Preferably, the driven lower roller is housed in bearing boxes and arranged horizontally displaceable together with the end-side casing part.

Preferably, the roll feeder is housed spring-loaded in a height-adjustable rocker to adjust the layer thickness of the material layer.

Preferably, a star wheel feeder, the rotational speed of which can be adjusted continuously and to the material outlet side of which a pre-bunker with a layer thickness adjuster is attached, is connected downstream of the material feed container.

Preferably, to avoid caking and clogging, one or more cantilevered clearing screws are arranged side by side above the inclined discharge wall of the material feed container combined with a roll feeder.

The drive mechanism of the upper roller serves to accelerate the start-up of the roll mill, in particular in the case of large and heavy installations. However, it is thereby also possible to allow the pressure roll to run more slowly in a targeted manner than the fixed roll during the grinding process, whereby the grinding product also experiences a horizontal shearing pressure component in addition to the vertical roll pressure.

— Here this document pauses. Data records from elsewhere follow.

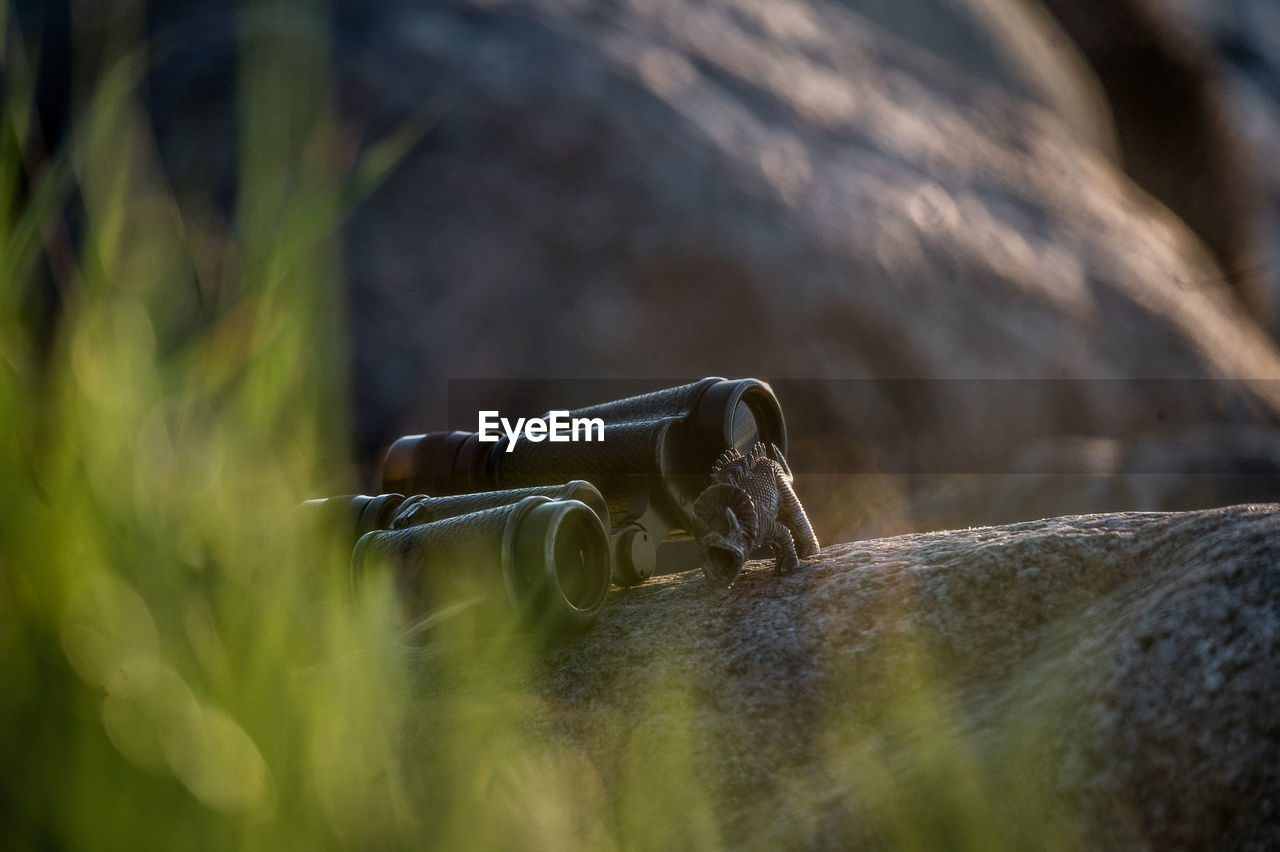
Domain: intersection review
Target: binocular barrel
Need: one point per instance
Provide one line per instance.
(547, 559)
(654, 458)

The solution according to the invention which realizes these features has a number of further advantages compared with the known high-pressure roller mill and belt roller mill. The advantages of the novel comminution apparatus, called beta roller mill, in process engineering terms are that specific grinding forces up to 7.5 kN/mm can be set as desired depending on both the material and the comminution objective to be achieved and the comminution result can be kept constant and defined irrespective of the roller speed by the parameters of the specific grinding force and the material layer thickness. It has proved to be advantageous, in particular when fine grinding hard and brittle materials such as e.g. cement clinkers and slag sands, to apply the load stress using high specific grinding forces whenever a particularly high-quality finished product is to be produced in a loop with a separator profitably with the lowest possible number of rotations.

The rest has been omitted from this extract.